Svenska Dagbladet, 6.10.2002

Apropos Heiligsprechung

Der Gräuel der Verwüstung an heiligem Ort?

Heute, auf dem Petersplatz in Rom, vollbringt Johannes Paul II. eine Kanonisierung, die von vielen Katholiken mit Jubel begrüßt wird, während viele andere diese als etwas wie den "Gräuel der Verwüstung an heiligem Ort" (Mt 24. 25) erleben, der die Herrschaft des Antichrist ankündigt. Der, welcher so als heilig erklärt wird, "erhöht zur Ehre der Altäre" und als ein Beispiel für alle Völker, ist der Gründer der halbgeheimen Ordensgemeinschaft Opus Dei, Josemaria Julián Mariano Escrivá de Balaguer y Albás. Kaum eine Heiligsprechung in der Geschichte der Kirche dürfte kontroversieller gewesen sein als diese.

Wie wird jemand zum Heiligen? Bis zum Ende des Mittelalters verlief das so, daß die Leute begannen, Wallfahrten zu dem Ort zu veranstalten, wo eine Person mit dem Ruf der Heiligkeit begraben war; man bat um seine oder ihre Hilfe, um Heilung von Krankheiten usw.

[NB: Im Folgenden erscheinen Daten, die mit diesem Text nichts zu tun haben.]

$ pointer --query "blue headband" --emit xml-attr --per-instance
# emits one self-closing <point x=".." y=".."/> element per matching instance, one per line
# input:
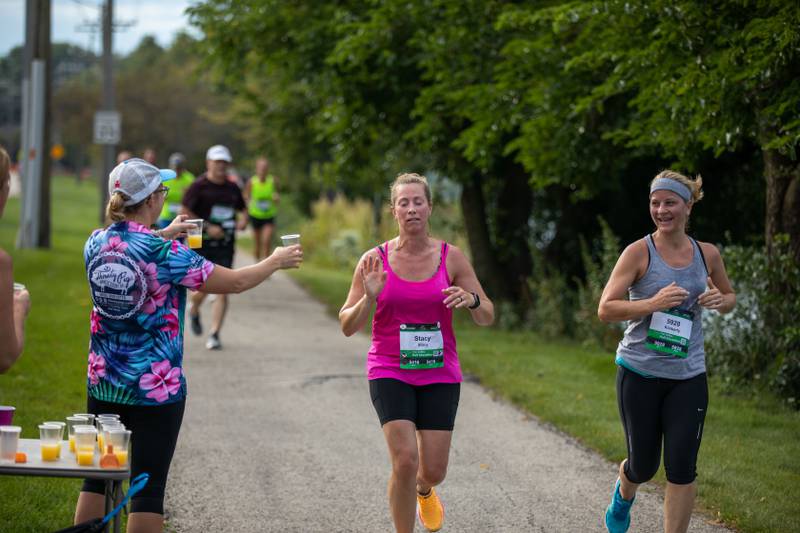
<point x="667" y="184"/>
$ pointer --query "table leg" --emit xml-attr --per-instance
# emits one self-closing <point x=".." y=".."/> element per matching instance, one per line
<point x="116" y="497"/>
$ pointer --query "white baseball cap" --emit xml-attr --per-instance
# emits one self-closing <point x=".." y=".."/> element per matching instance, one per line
<point x="219" y="153"/>
<point x="137" y="179"/>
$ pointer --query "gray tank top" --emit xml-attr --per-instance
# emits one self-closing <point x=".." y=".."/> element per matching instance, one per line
<point x="644" y="348"/>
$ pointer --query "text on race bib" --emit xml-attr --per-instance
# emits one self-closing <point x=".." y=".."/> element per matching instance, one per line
<point x="421" y="346"/>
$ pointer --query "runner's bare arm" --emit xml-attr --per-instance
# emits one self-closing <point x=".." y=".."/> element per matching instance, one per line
<point x="720" y="295"/>
<point x="465" y="284"/>
<point x="614" y="304"/>
<point x="356" y="310"/>
<point x="226" y="280"/>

Der Bischof ließ dann die Angelegenheit untersuchen und konnte den Ruf bestätigen, indem er eine sogenannte Translation bewilligte: der Leichnam des oder der Heiligen wurde in einer feierlichen Zeremonie in einem neuen Grab innerhalb der Kirche bestattet und es wurde ein Feiertag genehmigt, der möglichst mit dem Todestag, dem "himmlischen Geburtstag", zusammenfallen sollte.

Nachdem der Zustrom neuer Heiliger zunahm, wurde der Bedarf an Kontrolle fühlbar, und die Heiligsprechung wurde dem Papst vorbehalten. Jedes Verfahren wurde von einer Untersuchungskommission vorbereitet, die in einen "Prozeß" mit einem Gericht einmündete, bei dem Zeugenaussagen pro et contra vorgetragen wurden und wo der advocatus diaboli, der "Anwalt des Teufels", eine wichtige Rolle spielte und es seine Aufgabe war, alles herauszufinden, was verhindern könnte, daß die betreffende Person heiliggesprochen würde.

Dies war eine Garantie dafür, daß niemand in die Schar der Heiligen hineingeschwindelt werden konnte.

So war also die Regel bis ganz vor kurzem. Aber unter diesem Pontifikat wurde der advocatus diaboli abgeschafft und damit muß es leichter gewesen sein, daß die 464 Heiligsprechungen des Johannes Paul (fast doppelt so viele wie durch alle früheren Päpste zusammen) zustandekamen. In dieser Zahl ist auch der/die eine oder andere inbegriffen, dessen/deren Existenz von Historikern bestritten wird. Bei Josemarias Prozeß wurden keine negativ eingestellten Zeugen zugelassen; unter den Abgewiesenen findet sich auch ein Anwalt, der mit dem Kandidaten nahe verwandt ist. Aber dieser konnte so spät wie 1975 entscheidende kritische Zeugnisse gegen den Marquis (ein Titel, um den er erstaunlicherweise ansuchte und den er auch erhielt) vor einer breiteren Öffentlichkeit in Büchern und Massenmedien vorlegen.

Daß man diese Kanonisierung trotz so zweifelhafter Auspizien durchführen konnte, beruht teils auf der persönlichen Sympathie des Papstes, teils auf der außerordentlichen und beunruhigenden Macht des Opus Dei über den Vatikan und einen großen Teil des Weltepiskopates. Zu Seligsprechung (dem ersten Schritt in der Heiligenkarriere) vor zehn Jahren hatten 69 Kardinäle, 241 Erzbischöfe und 987 Bischöfe eine Petition an den Papst unterschrieben, man möge Josemaria zur Ehre der Altäre befördern.

Dies verlief in einer gigantischen Aktion, in der die Bischöfe in der ganzen Welt besucht und gebeten wurden, die Petition zu unterschreiben, was nicht unbelohnt bleiben sollte. Ich behaupte nicht, daß jene, die unterschrieben, sich dafür bezahlen ließen, aber ich weiß, daß es Bischöfe gab, die den Herren die Türe wiesen.

Katholiken schätzen Heilige; sie sind eine große Familie, mit denen wir Gemeinschaft haben und die für uns bitten, wie sie es schon hier auf Erden taten. Man hat auch das Recht, seine Beschützer zu wählen. Nicht alle sind für alle. In einer Situation wie der heutigen ist es gut zu denken, daß die Leute wissen, welches ihre Heiligen sind. Sie benötigen keine Kanonisierung, damit wir wissen, daß wir sie haben.